Nas duas primeiras semanas de abril de 2026, três grandes levantamentos pintaram o mesmo quadro por ângulos diferentes. Em 8 de abril, a CNN Business citou dados da Citadel Securities mostrando que vagas para engenheiros de software cresceram 11% em relação ao ano anterior. Em 9 de abril, o Tom's Hardware reportou que 78.557 profissionais de tecnologia perderam seus empregos no Q1 de 2026 — o maior total trimestral desde o início de 2024. Analistas atribuíram cerca de 48% desses cortes à automação por IA, embora apenas 20% das empresas tenham citado IA explicitamente como motivo. Em 15 de abril, o TechCrunch reportou que dados do próprio LinkedIn mostram contratações em queda de 20% desde 2022.

Contradição? Não. Bifurcação.

Mesmo headcount, pessoas diferentes

Olhando os números de perto, o padrão fica claro. Uma pesquisa da Harvard Business School publicada na HBR em 4 de março de 2026 mostrou que a IA cortou 17% das vagas em funções com alto grau de automação e, ao mesmo tempo, aumentou a demanda em 22% em posições construídas em torno da colaboração humano-IA. O Federal Reserve de Dallas confirmou o mecanismo em 24 de fevereiro: em design de sistemas computacionais, os salários subiram 16,7% desde o final de 2022, enquanto o emprego caiu 5%. Menos gente, ganhando mais, produzindo mais — com IA.

As empresas não demitiram funcionários e depois contrataram IA. Elas demitiram quem não tinha habilidades em IA e contrataram quem tinha. O headcount total de tech nas empresas pesquisadas ficou praticamente estável. A composição é que mudou.

As funções que mais desaparecem — QA testing, suporte nível 1, moderação de conteúdo, frontend júnior — são majoritariamente de profissionais em início de carreira. As que mais crescem — engenharia de IA, operações de agentes, governança de IA — exigem meses de experiência prática com ferramentas que mudam a cada trimestre. O próprio Índice Econômico da Anthropic, de 25 de março, mediu a diferença: usuários avançados com seis ou mais meses de experiência em IA têm uma taxa de sucesso 3 a 5 pontos percentuais maior por tarefa do que iniciantes. Parece pouco. Mas é efeito composto.

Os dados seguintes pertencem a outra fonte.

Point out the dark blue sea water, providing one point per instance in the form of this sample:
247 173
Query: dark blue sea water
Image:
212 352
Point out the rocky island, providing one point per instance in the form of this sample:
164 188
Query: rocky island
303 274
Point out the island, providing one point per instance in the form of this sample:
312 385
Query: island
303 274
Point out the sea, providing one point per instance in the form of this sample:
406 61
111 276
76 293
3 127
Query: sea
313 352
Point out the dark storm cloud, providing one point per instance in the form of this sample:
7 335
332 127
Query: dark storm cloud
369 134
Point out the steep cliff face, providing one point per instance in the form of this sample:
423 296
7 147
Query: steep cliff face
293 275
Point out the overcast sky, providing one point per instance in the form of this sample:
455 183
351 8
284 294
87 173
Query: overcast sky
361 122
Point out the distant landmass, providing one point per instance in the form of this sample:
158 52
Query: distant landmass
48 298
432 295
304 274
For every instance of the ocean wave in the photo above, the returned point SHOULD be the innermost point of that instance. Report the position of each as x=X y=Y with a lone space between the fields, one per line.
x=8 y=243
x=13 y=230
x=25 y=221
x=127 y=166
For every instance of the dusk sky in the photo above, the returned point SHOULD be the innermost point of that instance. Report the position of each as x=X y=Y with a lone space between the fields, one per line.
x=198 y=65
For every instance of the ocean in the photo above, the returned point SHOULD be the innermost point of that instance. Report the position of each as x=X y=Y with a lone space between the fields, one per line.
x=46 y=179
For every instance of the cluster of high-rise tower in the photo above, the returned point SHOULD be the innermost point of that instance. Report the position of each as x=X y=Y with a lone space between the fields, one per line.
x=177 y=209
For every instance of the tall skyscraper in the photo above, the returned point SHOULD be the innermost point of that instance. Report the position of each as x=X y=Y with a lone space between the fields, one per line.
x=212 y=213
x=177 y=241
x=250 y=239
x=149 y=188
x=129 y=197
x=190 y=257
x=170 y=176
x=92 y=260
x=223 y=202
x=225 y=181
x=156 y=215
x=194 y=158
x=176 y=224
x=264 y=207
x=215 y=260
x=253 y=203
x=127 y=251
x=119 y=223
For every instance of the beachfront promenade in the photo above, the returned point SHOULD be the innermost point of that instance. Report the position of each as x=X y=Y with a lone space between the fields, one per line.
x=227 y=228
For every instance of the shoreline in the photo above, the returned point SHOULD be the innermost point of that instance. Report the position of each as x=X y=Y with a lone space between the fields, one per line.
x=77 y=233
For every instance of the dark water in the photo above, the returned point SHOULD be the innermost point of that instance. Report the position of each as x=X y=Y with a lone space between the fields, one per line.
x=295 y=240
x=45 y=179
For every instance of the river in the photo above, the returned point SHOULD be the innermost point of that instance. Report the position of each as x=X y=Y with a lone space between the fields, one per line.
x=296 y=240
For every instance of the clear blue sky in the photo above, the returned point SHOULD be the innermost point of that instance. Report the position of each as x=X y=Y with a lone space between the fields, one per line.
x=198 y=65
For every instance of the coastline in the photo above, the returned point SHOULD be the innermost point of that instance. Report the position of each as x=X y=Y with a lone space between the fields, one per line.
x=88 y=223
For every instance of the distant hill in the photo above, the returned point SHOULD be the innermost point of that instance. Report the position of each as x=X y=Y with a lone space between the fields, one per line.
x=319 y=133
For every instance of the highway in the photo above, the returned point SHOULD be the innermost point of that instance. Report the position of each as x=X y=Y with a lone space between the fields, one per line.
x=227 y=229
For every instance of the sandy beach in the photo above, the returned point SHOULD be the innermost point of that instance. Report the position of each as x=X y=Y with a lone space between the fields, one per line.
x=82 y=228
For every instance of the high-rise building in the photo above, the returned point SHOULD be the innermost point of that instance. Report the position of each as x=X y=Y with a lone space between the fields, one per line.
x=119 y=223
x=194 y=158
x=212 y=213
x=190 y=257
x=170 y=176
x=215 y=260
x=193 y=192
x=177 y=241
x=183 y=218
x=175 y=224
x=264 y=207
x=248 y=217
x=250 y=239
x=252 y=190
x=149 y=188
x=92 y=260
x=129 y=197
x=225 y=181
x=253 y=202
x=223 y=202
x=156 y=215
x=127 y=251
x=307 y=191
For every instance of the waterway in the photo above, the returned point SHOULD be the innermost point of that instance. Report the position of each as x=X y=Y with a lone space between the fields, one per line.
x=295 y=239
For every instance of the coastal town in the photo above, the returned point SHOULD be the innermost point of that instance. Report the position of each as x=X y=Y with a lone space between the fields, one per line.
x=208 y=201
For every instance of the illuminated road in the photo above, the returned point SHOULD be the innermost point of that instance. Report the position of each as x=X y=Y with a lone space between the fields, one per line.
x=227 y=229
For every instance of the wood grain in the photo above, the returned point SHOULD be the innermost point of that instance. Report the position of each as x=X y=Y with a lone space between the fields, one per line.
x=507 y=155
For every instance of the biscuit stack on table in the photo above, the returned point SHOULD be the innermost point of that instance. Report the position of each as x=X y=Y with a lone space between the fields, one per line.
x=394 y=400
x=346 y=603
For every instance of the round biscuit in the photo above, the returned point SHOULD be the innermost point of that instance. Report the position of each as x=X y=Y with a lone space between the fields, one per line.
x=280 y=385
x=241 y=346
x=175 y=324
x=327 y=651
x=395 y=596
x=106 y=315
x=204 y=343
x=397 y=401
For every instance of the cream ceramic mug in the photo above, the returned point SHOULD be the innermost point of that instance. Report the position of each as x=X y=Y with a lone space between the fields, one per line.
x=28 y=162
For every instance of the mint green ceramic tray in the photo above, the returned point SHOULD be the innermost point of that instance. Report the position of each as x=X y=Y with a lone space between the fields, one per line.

O atraso na requalificação

Aqui vem a parte desconfortável. Programas de requalificação rodam de 6 a 18 meses atrás do ciclo das ferramentas. A maioria dos bootcamps de programação ainda ensina fluxos pré-agentes — escrever código linha por linha, não orquestrar agentes de IA que escrevem por você. Os profissionais mais afetados (funções juniores, operadores não técnicos) são justamente os que menos conseguem bancar as assinaturas mensais de ferramentas de IA que constroem a fluência que os empregadores agora exigem. A análise da BCG de março de 2026 estima que a IA vai transformar 50–55% dos empregos nos EUA em dois a três anos, mas eliminar apenas 10–15% de fato. Transformar significa que seu cargo continua o mesmo — o trabalho dentro dele muda completamente.

O que fazer com isso

Três coisas que realmente importam agora: pressione seu empregador por um orçamento de treinamento em IA (sai mais barato do que te substituir), gaste trinta minutos por dia usando agentes de IA em tarefas reais do trabalho (não tutoriais — entregas de verdade), e pare de otimizar palavras-chave do currículo para começar a montar um portfólio de entregas feitas com IA.

O mercado de trabalho em tech se dividiu em dois no Q1 de 2026. Profissionais fluentes em IA e profissionais sem fluência em IA agora competem em mercados diferentes, com curvas salariais diferentes. A distância está aumentando. Seus seis meses de vantagem — ou seis meses de atraso — estão virando estrutura.